Acquired immune deficiency syndrome (AIDS) is the final stage of human immunodeficiency virus (HIV) infection. To be diagnosed with AIDS, a person must test positive for HIV, have a low white blood cell count, and suffer from a range of opportunistic infections that take advantage of the immune deficiency caused by HIV. Any questions remaining about this association are due to out dated terminology from before retrovirus research discerned the mechanism of infection and disease. Those who argue against the HIV/AIDS definition are referred to as "AIDS deniers" and are considered the fringe of scientific thought, propagating misinformation and using outdated sources to reinforce their philosophical ideas about the origin of HIV infection. The International AIDS Society, representing more than 11,000 professionals worldwide that work on HIV, publicly opposes the efforts of AIDS-deniers, which are hindering the effort to educate people about HIV and AIDS, get treatment to those who cannot afford it, and prevent further spread of the disease.
The anti-HIV/AIDS movement blames homosexuals and drug-users for the disease, even though heterosexuals are the largest growing subpopulation of newly diagnosed HIV-positive patients. AIDS denier groups, such as Alive and Well, teach that anal sex, stress, and long-term drug use results in AIDS, and that HIV infection has nothing to do with the disease. The major problem with this idea is that AIDS patients are defined (by the Centers for Disease Control and World Health Organization) as being HIV-positive with the presence of opportunistic infections that occur after the immune system is destroyed by HIV replication, which is shown by the white blood cell count. The group has gone so far as to sign on popular musicians to their cause, which endangers young people by propagating the idea that HIV prevention is unnecessary and that the anti-retroviral medications are not necessary, or even the cause of the disease themselves. The truth is that these medications are necessary for staving off the fatal immune deficiency resulting from HIV infection. Some argue that they cause illness, but patients were found 20 years ago to succumb to AIDS within 5 years unless treated. Treatment increases the lifespan of HIV positive individuals by 10 years, or more in most cases.
HIV Testing
Another idea that is touted by AIDS-deniers is how HIV infection is determined. The most common testing process tests for anti-HIV antibodies, not the actual virus. When a foreign particle, such as a virus, enters the body, the immune system processes the particle into pieces that create a response specifically targeting that type of particle. These specific attack molecules are antibodies. When a person is infected, they express infection-specific antibodies, such as anti-HIV when infected with HIV. However, in HIV, these antibodies cannot attack the virus because it hides within the immune cells themselves. These antibodies are used as a way to detect the virus; they will not be present unless a person has been exposed to HIV.
However, there is now an RNA test to determine the presence of HIV by testing for its genetic material directly. Regardless of which test is used, a positive test is always followed by another for confirmation of infection.

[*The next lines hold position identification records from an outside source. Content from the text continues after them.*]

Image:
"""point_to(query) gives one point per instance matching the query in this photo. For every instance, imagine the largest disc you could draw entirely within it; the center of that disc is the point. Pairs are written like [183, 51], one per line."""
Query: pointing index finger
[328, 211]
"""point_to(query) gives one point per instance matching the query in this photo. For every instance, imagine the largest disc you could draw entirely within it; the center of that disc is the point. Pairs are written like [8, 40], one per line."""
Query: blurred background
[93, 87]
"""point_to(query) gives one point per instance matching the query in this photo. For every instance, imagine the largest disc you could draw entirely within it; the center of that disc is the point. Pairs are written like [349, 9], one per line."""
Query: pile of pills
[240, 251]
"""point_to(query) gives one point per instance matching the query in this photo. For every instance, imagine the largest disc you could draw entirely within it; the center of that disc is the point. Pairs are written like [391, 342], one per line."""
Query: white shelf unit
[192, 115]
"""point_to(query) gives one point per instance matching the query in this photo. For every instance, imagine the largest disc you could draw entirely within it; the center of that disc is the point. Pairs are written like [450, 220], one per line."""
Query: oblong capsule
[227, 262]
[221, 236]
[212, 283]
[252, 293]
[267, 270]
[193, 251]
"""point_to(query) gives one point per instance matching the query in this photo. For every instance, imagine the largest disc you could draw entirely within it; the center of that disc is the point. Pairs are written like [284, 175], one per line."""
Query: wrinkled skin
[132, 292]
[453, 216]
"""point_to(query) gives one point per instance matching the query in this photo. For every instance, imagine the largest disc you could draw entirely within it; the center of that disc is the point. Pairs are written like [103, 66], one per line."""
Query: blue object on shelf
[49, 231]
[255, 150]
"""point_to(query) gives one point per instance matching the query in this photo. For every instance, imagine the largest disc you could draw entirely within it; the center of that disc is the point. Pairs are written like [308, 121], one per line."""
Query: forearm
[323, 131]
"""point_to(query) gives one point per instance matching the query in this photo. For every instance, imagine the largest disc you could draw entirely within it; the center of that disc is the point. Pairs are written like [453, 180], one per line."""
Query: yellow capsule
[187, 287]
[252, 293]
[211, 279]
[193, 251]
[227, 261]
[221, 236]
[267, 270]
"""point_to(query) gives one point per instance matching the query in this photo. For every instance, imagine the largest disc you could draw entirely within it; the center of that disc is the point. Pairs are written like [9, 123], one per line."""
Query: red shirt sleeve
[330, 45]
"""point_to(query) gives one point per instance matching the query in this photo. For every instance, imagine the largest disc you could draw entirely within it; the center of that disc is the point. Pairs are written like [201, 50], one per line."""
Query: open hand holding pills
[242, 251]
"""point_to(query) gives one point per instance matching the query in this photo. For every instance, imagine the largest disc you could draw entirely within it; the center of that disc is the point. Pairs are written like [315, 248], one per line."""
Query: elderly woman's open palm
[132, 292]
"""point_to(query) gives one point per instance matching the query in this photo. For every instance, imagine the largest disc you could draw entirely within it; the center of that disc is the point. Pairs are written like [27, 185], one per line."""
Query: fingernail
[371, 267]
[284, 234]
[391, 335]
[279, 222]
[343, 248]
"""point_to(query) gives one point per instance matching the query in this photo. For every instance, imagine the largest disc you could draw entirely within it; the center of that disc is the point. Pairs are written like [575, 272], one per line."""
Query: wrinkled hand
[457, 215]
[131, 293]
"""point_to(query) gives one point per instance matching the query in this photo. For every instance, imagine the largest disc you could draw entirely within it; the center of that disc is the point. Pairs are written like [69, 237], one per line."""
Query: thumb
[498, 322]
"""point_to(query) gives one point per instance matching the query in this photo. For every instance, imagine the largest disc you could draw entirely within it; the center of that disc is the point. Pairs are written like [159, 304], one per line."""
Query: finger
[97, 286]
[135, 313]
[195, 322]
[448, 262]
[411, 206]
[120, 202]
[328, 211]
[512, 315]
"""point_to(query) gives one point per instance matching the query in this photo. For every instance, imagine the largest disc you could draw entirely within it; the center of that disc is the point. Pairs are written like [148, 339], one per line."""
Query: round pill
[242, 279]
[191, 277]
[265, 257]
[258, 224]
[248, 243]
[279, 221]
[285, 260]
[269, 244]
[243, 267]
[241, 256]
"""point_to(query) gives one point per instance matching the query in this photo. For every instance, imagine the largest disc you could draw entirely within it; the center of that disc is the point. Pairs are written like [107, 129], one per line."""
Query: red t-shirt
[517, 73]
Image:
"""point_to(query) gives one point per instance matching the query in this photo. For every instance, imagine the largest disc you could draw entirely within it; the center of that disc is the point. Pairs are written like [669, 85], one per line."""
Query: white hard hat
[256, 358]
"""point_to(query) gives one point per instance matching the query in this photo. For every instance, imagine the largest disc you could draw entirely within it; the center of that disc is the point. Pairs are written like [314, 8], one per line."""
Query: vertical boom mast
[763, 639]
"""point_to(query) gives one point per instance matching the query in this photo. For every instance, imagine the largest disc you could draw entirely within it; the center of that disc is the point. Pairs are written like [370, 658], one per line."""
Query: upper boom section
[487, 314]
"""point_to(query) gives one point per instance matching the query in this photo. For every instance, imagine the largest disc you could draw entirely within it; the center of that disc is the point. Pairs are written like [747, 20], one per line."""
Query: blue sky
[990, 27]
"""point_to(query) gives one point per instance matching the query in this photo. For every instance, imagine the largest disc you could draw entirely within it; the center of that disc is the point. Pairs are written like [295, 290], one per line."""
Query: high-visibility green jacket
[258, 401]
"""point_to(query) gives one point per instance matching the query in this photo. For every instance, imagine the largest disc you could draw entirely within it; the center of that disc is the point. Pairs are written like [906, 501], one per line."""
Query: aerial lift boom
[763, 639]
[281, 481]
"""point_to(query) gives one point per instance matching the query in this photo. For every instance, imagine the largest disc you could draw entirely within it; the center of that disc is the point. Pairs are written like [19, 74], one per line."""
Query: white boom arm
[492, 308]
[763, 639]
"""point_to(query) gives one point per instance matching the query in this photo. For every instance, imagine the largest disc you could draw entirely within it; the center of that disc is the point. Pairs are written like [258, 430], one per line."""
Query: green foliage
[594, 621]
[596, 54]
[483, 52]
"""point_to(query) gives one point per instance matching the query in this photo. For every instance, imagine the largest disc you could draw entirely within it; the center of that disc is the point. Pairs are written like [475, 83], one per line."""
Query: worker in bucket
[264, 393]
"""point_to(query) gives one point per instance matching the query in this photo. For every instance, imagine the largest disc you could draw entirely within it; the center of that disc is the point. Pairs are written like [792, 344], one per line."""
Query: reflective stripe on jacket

Those who are found to be HIV-positive are started on anti-retroviral medications as soon as possible to prevent the infection from spreading. The sooner treatment is started, the longer before a person develops immune deficiency.
The Course of HIV Infection
HIV attacks the T cells (a type of white blood cells), a component of the immune response and the maintenance cells of the immune system. Because of this, the virus destroys the T cells as it replicates, causing an exponential explosion of HIV infection if it is not kept in check by anti-retroviral medications. The outer envelope of the virus, the part recognized by antibodies, also mutates relatively fast, resulting in a lack of success to cure and vaccinate for the virus. This is also why the same patient is often found to have a different strain at diagnosis and death.
Once the virus has destroyed the T cells, the immune system is crippled and a number of infections can take hold of the patient. Opportunistic infections are rather weak infections that are usually fended off without disease occurring. HIV-positive patients often succumb to such infections because the body cannot defend itself. A syndrome is a set of diseases seen in the presence of infection. AIDS is the description given to the opportunistic diseases seen in HIV patients. This is why medical researchers are certain HIV causes AIDS, because without HIV, there wouldn't be AIDS. In the absence of HIV infection, pneumonia is simply pneumonia and fungal infections are simplyy fungal infections, but in the presence of HIV infection, it is called AIDS.